Three days after Angioplasty, I am calmly reading the morning newspapers, all three, since we are news junkies. The headlines scream at me. Angioplasty is no better than current drugs available to heart patients. Thanks a lot!.
As I take a deep breath, I plunge into the articles. This is after I took a 500 mg niacin pill yesterday after protesting statin drugs and my cardiologist made me promise to try niacin. Talk about flushing, blushing and all the rest. Plus, first I read the fine print with all the possible side effects of niacin. Bad move. I took it anyway. Today, I will do the same, since I promised my cardiologist, who I will not name since I think he is great and I might slip and call him Dr. McDreamy, which he is by the way. But since we go the same church and I know his wife, maybe that is not a good idea.
But I digress. And really, this is a sneaky way to get out all my frustration with news, studies while gaining attention and empathy for my latest jaunt into our local hospital for this heart procedure.
Last week, my HMO generously allowed me to see my cardiologist after my primary care doc - whom I shall not name because he is sweet and caring and has too many patients already - anyway, the Primary Care guy sent an urgent request to said HMO that I see said cardiologist due to sleepless nights peppered with chest pains.
It worked. Got into see McDreamy on Thursday, he thought angiogram was the only way to see what's happening, made arrangements with the hospital. On Friday morning, I am on my way to the hospital at 5 a.m. driven there by Joyce, our niece, another serndipitous event. Why, you ask? Because she and husband Marv happen to choose this week to visit us from Brocton, New York to help out with stuff. But that's another story.
Friday, at the hospital, I am whisked off the the Cath Lab and the angiogram shows I have a blockage. Big surprise. The docs confer that angioplasty is needed, and why not do it right now, while I am exposed, my groin is open for viewing and so let's do it. So faster than Alice slipped down the rabbit hole - or is that another metaphoic story? - I am prepped and that old familiar feeling spreads over me. No, not love.
It is the cute little catheter reaming it's way up towards my heart with a balloon...without happy birthday written on it...and voila, it opens stuff up and the two docs admire their work.
Looks good they say. Let's leave it like that and forget stents and other such debris that might stay in there permanently. I just grin weakly, but, hey, morphine will do that for you.
So they stitch up the tiny incision in my groin and send me off to recovery. I am thinking they must have left the balloon in there, but discover later, when a great nurse, Cheryl Madrid, who used to be Cheryl Allen and went to Ventura High School around the same time as my children, ......wait, that is way too long a sentence for a writer, which I am.
So back to Cheryl in Recovery. I am hers for 12 hours and she is terrific. All this time, I am to lie flat, not raise my legs or my spirits, just not wiggle, lest the groin incision get restless. Just to impress me, they say, that all the blood flow in my artery could leak out and I could die. I am definitely impressed. Talk about making a point.
So all day Friday I am one with Cheryl in the cath lab and finally, at 10 p.m., they say I can raise my head, actually, I can eat something gluten free, sideways. And after that, they send me off to the ICU where my new nurse is a great guy named Will, from Atlanta.

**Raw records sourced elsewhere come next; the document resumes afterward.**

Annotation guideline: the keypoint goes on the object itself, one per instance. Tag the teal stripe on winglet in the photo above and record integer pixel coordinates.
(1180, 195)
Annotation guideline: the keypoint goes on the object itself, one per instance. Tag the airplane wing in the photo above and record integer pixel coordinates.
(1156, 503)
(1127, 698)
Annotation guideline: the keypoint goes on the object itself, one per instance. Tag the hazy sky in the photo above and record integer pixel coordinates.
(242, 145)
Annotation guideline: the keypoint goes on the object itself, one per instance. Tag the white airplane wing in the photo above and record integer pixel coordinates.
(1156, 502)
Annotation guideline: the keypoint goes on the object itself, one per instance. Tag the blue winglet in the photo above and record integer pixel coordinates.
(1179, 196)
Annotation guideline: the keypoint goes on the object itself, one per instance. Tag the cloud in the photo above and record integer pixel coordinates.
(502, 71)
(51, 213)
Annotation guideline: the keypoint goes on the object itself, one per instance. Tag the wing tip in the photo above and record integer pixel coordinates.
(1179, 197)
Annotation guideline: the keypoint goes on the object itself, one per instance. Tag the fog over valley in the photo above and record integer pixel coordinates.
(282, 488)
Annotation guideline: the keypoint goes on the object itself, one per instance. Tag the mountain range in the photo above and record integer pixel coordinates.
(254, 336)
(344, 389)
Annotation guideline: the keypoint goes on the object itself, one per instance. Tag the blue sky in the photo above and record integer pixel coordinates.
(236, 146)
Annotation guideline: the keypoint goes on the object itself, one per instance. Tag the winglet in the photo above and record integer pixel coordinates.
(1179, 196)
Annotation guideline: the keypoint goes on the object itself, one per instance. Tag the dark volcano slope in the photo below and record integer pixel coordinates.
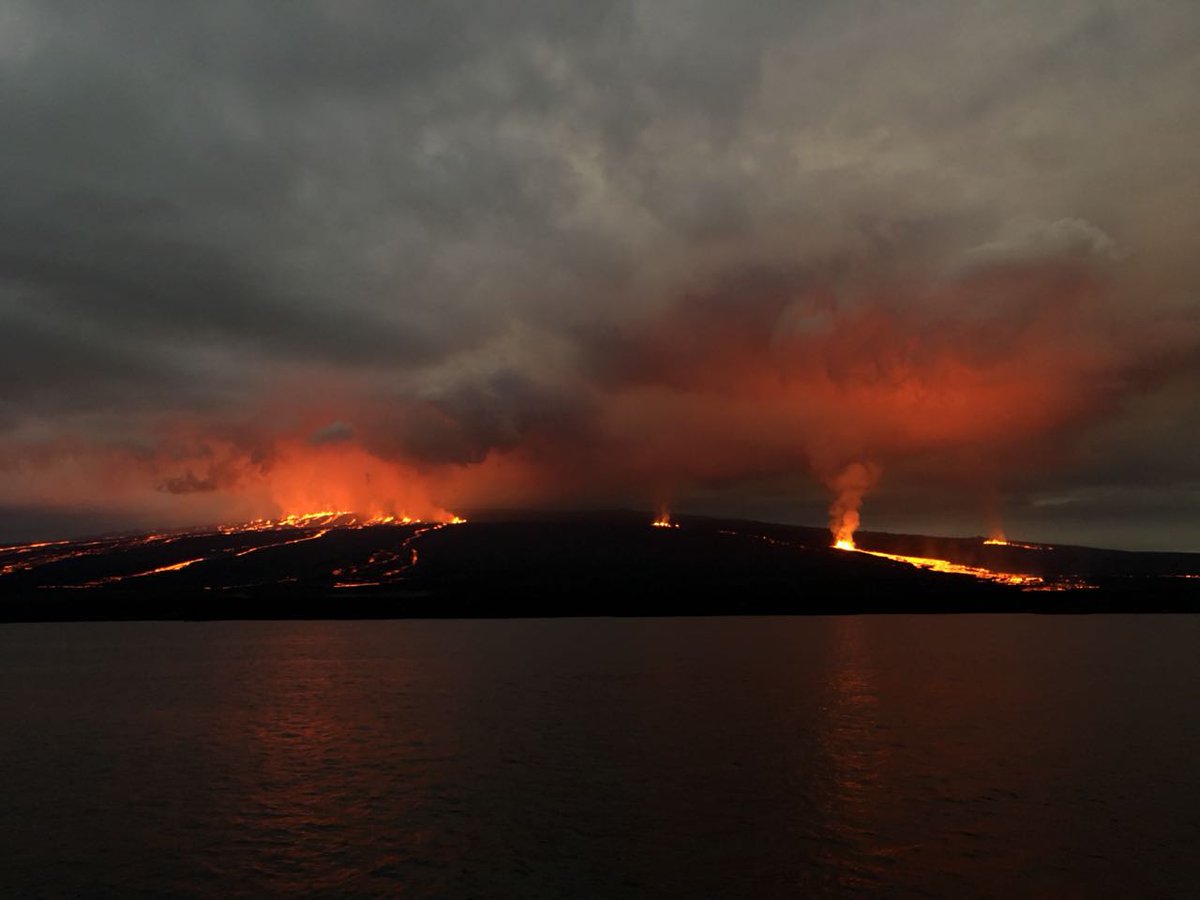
(520, 564)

Will and I bonded immediately. First, he asked if he could call me Ann, then as he inspected my groin incision, he went to Sweetie. I said, great, that's what I call me. Sometime during the night I was 'darlin' and when I told Will he was cute, he said, 'takes one to know one.' Did I mention that he added a dollop of morphine to my drip.

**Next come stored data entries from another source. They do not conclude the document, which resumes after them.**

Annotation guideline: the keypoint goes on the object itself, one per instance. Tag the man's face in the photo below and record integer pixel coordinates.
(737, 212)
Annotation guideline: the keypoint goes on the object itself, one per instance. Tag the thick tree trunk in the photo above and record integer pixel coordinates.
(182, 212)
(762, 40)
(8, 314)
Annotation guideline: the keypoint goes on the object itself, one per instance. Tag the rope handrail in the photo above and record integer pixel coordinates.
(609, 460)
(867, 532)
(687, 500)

Lest you think this has all been fun and games, I did still have chest discomfort during that night, but Will was there for me.
Cut to Saturday morning. Do I get to go home today? A blond nurse named ??? show up and I said 'where's Will? His shift is over, he's gone, she said. What? Who told him he could go? She laughed hysterically and said that was a good report on Will and would be sure to tell him.
New nurse said another cardiologist from the practice will make rounds soon. No Dr. McDreamy? Nope, the other one is on call--this is Satuday. I am bereft. No Dr. McDreamy and Will is gone. Talk about rejection. Isn't that bad for the heart?
Anyway, I look up and my heart nearly stops beating because leaning in the doorway is McDreamy, to see me after all. Tears well up.......in my eyes, not his.
The news is good. I can go home if I sit up, and walk around the nurses station without collapsing. I do it in a heart beat, well several heart beats. A call is made to Joyce who picks me up and takes me home to my husband, two kittens and Marv. I am armed with papers and instructions. Too boring to detail for you. Get your own experience and we can share, even form a group. Whatever.
I am home........even went to church on Sunday with Joyce and Marv. My husband issues dire warnings about overdoing. But when I walk into church and see mouths agape and get hugged and hugged and felt love wash over me, forget those warnings. My heart is happy.
Then I read this morning's newspaper about angioplasty and it gives no better results than drugs. I tell you, there ought to be a law against printing the news. I think I will write about it. Hey, I just did.
So says Sassy...grateful to the core.